The scientist on a mission to nurture AI talent in Hong Kong to promote academic exchange
Ma Yi remembers the long list of renowned Chinese researchers trained by Microsoft Research Asia, the US tech giant’s laboratory. Now as new head of the University of Hong Kong (HKU)’s computing school, the Chinese-born artificial intelligence (AI) scientist said he is trying to rebuild that nurturing environment, which creates opportunities for talent to shine.
In an interview with the Post on Thursday, the leader of the recently merged School of Computing and Data Science said he gave up his tenure at the University of California, Berkeley to take up his role in Hong Kong because he sees more that he can do in this part of the world. That includes grooming researchers.
“China does not lack talent … what it actually lacks is a mechanism to nurture them, to grow them,” said Ma, who has worked on both sides of the Pacific in a career spanning academia and industries. “We have the top talent, raw talent, but they need the right environment, the system, to grow.”
Ma is among a growing list of Chinese scientists returning from US institutions to serve in Hong Kong and the mainland, lending key support to China’s rising technology rivalry with the United States.
Following a stint at a Shanghai school, Ma returned to the US and joined the faculty of UC Berkeley in 2018. He then took a two-year sabbatical to move to Hong Kong to helm the data science institute at HKU.
Hong Kong is an ideal place to train AI talent because “academic independence” is respected here, and the city is on track to develop a hi-tech industry that can retain talents when they graduate from local institutions, according to Ma. Five of the city’s six universities are among the world’s top 50 institutions for data science and AI, with the Hong Kong University of Science and Technology at the highest rank in 10th place, according to the 2024 QS World University Rankings by Subject.
Ma said he believes that talent is more important than software or hardware, which is “made by people”. “Talent is key … if you do not have the talent, you have nothing.”
The expert said he disagrees with the view that future AI development will continue to follow “scaling laws”, which suggest that the more investment, computing resources and data are put into training an AI model, the more capable it becomes.

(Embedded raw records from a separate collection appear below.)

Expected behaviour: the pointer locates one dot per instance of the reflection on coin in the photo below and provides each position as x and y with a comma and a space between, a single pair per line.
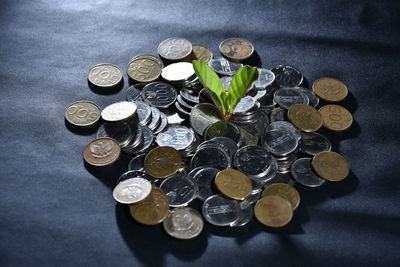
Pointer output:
305, 118
236, 49
162, 162
105, 75
330, 89
336, 118
102, 152
233, 184
273, 211
82, 113
132, 190
285, 191
152, 210
331, 166
183, 223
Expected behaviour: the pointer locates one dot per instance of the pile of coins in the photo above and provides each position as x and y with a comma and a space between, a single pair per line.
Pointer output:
184, 151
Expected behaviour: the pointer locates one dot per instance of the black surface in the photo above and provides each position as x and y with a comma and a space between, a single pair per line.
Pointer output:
54, 210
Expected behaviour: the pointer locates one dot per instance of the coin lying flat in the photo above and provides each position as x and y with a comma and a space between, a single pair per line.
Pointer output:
331, 166
82, 113
162, 162
105, 75
304, 117
330, 89
273, 211
102, 152
336, 118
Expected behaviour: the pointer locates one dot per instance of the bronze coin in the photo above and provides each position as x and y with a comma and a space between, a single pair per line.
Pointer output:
236, 49
336, 118
233, 184
305, 117
285, 191
330, 89
331, 166
102, 151
162, 162
82, 113
273, 211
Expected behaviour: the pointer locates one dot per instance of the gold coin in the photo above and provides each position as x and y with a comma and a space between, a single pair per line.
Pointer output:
102, 151
233, 184
305, 117
336, 118
330, 89
331, 166
162, 161
105, 75
202, 53
236, 49
273, 211
152, 210
82, 113
286, 191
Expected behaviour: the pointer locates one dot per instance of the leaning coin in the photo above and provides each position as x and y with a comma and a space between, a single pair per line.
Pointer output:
330, 89
331, 166
105, 75
132, 190
102, 152
82, 113
183, 223
336, 118
273, 211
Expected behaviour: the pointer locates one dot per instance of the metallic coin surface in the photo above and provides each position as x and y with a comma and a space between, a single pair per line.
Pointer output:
331, 166
105, 75
305, 118
132, 190
183, 223
180, 190
162, 162
159, 94
233, 184
102, 152
236, 49
273, 211
174, 48
303, 174
285, 191
82, 113
330, 89
221, 211
336, 118
152, 210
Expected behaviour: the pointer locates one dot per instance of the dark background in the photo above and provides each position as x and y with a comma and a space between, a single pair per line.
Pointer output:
55, 211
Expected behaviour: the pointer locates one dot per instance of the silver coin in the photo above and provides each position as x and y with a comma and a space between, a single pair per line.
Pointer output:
132, 190
183, 223
221, 211
287, 97
180, 190
303, 174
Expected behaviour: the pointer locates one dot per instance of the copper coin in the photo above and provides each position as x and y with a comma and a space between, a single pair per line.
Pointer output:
105, 75
236, 49
305, 117
82, 113
273, 211
102, 151
162, 162
331, 166
330, 89
233, 184
152, 210
336, 118
285, 191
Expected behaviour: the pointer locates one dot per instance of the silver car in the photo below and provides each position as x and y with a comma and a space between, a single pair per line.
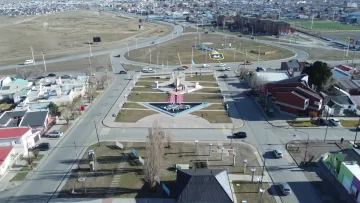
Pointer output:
285, 188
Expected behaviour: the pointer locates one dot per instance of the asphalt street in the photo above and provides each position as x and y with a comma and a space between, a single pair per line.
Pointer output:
46, 180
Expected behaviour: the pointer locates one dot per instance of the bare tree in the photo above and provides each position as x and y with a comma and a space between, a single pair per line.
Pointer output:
329, 83
101, 81
155, 151
66, 115
169, 138
24, 73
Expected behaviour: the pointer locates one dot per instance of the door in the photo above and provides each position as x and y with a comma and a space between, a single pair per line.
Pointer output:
346, 183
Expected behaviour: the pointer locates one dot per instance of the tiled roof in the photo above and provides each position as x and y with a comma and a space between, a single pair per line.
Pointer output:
203, 185
13, 132
4, 152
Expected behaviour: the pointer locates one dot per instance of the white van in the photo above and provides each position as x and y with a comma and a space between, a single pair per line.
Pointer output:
28, 62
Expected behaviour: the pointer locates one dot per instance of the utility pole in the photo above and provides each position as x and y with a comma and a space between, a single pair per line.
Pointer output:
97, 135
32, 53
44, 61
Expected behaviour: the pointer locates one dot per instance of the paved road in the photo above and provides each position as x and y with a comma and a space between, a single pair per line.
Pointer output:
41, 186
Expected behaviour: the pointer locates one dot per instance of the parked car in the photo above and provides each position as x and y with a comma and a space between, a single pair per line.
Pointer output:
66, 76
239, 135
278, 153
54, 133
334, 121
205, 66
284, 188
28, 62
44, 146
322, 121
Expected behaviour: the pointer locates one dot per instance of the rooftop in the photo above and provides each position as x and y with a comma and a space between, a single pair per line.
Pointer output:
13, 132
4, 152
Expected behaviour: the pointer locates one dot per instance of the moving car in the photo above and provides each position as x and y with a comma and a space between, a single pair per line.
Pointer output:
239, 135
278, 153
44, 146
28, 62
284, 188
65, 76
334, 121
322, 121
205, 66
54, 133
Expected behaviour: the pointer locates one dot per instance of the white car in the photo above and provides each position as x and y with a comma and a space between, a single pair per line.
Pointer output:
28, 62
278, 153
205, 66
334, 121
54, 133
226, 69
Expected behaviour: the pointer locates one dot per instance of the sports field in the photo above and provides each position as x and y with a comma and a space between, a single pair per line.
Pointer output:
323, 25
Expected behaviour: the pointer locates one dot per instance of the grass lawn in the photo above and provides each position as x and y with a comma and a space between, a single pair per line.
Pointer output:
131, 184
144, 89
324, 25
208, 84
211, 98
248, 191
130, 67
214, 107
213, 116
20, 176
144, 83
183, 45
196, 78
300, 123
133, 115
209, 90
349, 123
326, 54
148, 97
133, 105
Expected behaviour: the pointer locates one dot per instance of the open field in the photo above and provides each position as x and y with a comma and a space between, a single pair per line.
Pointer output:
66, 33
327, 54
183, 45
131, 184
148, 97
133, 115
323, 25
213, 116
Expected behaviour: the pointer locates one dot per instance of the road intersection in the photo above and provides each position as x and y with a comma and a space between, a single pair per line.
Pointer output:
41, 186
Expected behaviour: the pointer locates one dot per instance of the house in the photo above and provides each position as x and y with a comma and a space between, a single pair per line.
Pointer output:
6, 156
294, 96
37, 120
203, 186
22, 138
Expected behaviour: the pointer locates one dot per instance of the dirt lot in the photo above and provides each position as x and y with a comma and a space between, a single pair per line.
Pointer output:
110, 158
182, 45
66, 33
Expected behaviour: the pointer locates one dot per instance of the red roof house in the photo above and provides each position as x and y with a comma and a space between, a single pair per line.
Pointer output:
294, 96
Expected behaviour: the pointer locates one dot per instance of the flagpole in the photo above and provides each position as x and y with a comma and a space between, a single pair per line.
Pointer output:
192, 60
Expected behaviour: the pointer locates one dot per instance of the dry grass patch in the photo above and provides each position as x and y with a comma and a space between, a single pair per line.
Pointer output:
132, 116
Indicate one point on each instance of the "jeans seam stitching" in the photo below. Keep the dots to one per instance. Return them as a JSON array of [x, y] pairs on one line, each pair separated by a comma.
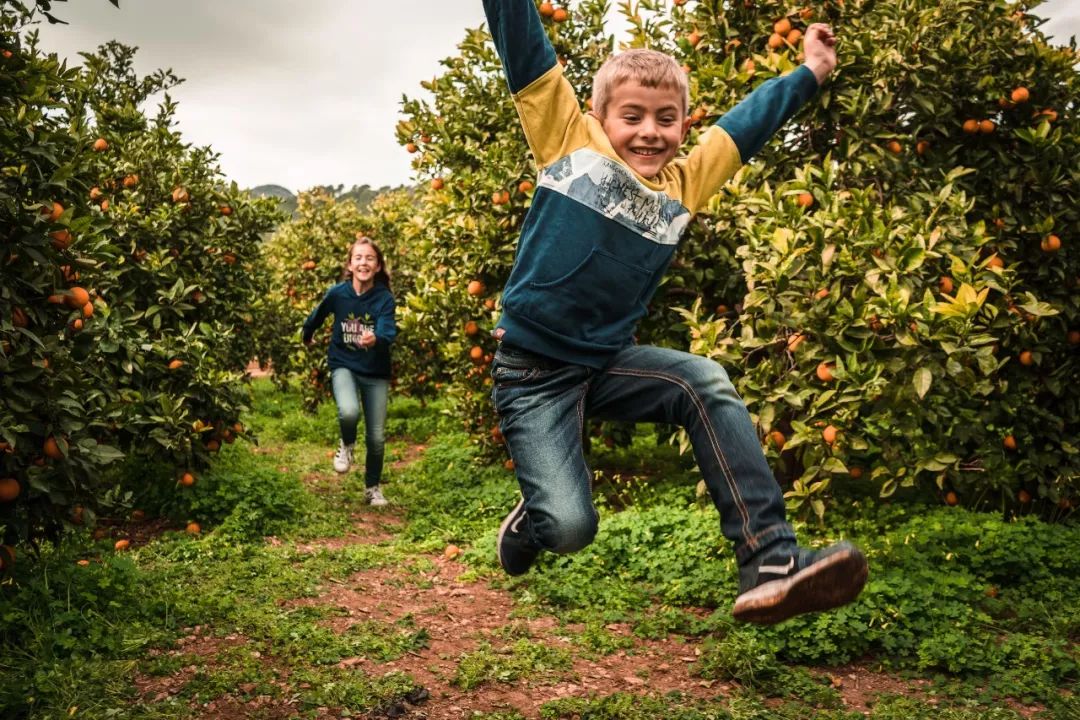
[[721, 460]]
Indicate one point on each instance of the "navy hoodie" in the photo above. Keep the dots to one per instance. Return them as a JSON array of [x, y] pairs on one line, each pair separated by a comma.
[[353, 313], [598, 238]]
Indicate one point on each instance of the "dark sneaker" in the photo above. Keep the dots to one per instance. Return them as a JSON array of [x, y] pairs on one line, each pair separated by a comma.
[[794, 581], [516, 552]]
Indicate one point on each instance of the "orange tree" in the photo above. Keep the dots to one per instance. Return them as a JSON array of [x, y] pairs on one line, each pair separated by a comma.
[[892, 282], [127, 268], [909, 308]]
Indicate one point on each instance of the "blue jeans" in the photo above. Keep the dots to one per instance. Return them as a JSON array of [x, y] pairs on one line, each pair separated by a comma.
[[543, 403], [373, 393]]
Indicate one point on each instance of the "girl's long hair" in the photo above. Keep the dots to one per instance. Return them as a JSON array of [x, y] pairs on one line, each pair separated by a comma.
[[382, 275]]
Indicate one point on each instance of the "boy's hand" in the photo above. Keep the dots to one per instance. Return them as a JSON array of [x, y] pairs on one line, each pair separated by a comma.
[[820, 48]]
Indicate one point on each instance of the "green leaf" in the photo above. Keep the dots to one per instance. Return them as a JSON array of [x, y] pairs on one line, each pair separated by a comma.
[[921, 381]]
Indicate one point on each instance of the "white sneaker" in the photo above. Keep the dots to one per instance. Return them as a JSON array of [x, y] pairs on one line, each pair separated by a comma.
[[374, 497], [343, 458]]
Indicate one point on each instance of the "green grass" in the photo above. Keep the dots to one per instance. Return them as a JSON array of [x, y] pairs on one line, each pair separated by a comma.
[[984, 608]]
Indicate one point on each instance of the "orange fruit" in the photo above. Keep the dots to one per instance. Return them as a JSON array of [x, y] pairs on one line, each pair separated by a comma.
[[9, 489], [18, 317], [52, 448], [77, 297], [61, 239], [53, 212], [1051, 243]]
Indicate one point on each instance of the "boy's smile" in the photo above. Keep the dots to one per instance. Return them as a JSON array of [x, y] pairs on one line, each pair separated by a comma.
[[646, 125]]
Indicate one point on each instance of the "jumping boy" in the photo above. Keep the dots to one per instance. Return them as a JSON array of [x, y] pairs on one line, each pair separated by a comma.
[[610, 204]]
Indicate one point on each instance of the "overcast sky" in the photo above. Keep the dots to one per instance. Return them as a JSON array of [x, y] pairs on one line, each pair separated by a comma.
[[306, 93]]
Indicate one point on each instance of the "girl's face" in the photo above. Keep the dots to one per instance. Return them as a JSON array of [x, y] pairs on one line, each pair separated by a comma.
[[363, 262]]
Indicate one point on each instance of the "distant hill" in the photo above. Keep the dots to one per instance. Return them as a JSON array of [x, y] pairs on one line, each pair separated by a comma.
[[286, 198], [361, 194]]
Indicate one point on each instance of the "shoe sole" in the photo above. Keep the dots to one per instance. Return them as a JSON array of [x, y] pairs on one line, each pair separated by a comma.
[[507, 521], [826, 584]]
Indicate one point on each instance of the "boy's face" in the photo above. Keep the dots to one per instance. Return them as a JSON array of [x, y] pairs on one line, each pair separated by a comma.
[[646, 125]]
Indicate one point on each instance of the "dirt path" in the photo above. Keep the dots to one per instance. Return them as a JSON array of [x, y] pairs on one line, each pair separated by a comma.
[[460, 617]]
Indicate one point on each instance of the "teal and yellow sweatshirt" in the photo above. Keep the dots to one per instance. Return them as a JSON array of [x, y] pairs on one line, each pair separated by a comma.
[[373, 310], [598, 238]]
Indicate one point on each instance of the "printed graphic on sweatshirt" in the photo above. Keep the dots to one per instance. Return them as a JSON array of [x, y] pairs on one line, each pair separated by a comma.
[[352, 328], [610, 189]]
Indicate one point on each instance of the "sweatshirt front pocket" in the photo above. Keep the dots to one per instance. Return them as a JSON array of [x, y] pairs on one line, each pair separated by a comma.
[[596, 301]]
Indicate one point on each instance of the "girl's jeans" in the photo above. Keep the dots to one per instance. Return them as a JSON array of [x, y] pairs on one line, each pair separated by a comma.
[[373, 393], [542, 404]]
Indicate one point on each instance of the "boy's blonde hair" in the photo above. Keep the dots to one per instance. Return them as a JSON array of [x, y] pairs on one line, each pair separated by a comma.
[[648, 67]]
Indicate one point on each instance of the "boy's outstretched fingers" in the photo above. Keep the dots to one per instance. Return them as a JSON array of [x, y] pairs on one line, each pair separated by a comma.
[[821, 32]]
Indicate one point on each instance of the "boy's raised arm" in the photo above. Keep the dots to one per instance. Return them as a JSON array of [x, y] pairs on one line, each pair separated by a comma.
[[521, 41], [773, 103]]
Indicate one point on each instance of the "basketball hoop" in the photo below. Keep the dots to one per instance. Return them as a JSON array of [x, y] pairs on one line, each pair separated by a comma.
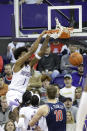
[[60, 31]]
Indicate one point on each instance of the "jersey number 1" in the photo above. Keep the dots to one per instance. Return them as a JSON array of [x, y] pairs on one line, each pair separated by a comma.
[[59, 115]]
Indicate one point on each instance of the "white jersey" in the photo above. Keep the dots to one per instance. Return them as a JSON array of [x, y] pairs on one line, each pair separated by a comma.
[[20, 79], [29, 112]]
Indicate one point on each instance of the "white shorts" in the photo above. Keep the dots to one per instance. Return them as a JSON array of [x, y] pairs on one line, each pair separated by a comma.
[[13, 96]]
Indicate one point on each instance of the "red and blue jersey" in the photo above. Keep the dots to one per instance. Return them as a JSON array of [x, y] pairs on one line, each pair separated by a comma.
[[56, 118]]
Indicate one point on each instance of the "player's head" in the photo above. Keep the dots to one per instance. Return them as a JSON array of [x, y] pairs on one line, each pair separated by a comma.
[[68, 80], [26, 99], [81, 69], [9, 126], [51, 91], [19, 52], [35, 100]]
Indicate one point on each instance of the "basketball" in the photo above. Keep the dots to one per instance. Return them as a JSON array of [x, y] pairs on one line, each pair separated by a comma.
[[76, 59]]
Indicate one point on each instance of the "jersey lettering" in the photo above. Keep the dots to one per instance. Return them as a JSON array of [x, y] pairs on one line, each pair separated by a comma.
[[59, 115]]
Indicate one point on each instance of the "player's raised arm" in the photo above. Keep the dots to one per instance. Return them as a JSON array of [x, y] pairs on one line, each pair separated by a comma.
[[41, 52], [82, 111], [23, 55]]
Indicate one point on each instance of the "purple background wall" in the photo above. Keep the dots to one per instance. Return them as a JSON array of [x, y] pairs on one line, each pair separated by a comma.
[[30, 19]]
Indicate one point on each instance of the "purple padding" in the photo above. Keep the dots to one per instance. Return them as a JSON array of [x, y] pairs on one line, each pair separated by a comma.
[[5, 20], [14, 103], [59, 80]]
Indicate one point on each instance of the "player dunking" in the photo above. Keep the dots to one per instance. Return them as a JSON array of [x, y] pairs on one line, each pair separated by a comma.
[[53, 111], [82, 111], [22, 70]]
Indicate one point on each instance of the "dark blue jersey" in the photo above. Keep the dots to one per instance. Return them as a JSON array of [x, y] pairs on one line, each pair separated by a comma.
[[56, 118]]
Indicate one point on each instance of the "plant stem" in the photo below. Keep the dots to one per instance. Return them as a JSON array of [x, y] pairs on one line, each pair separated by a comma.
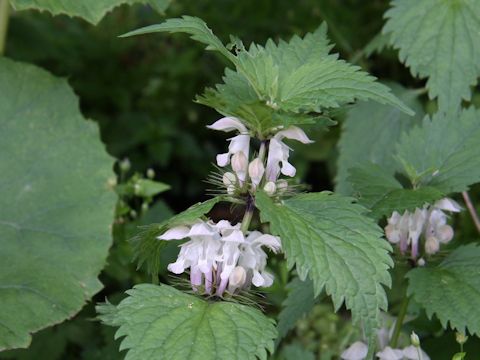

Such resource-intensive training methods are “against the nature of intelligence”, according to Ma. Intelligence is different from knowledge, while most AI chatbots today are akin to students who memorise a lot of information but are still not very smart. Ma said his work at HKU is directed towards finding “alternative” ways for software to acquire intelligence.
The creation of the new School of Computing and Data Science, which combines two academic fields, is based on a “compelling intellectual reason” to update the education system with regard to artificial intelligence, Ma said. The merger has received the direct blessing of university president Zhang Xiang, and the unanimous support of related academic departments.
“We have universal responsibilities: We write textbooks, we share. We write papers, we share … for the greater good or benefit of the community,” Ma said. “That is why I feel that I have a little bit more value in Hong Kong than at Berkeley. Regardless of politics, the scientist community needs to talk to each other.”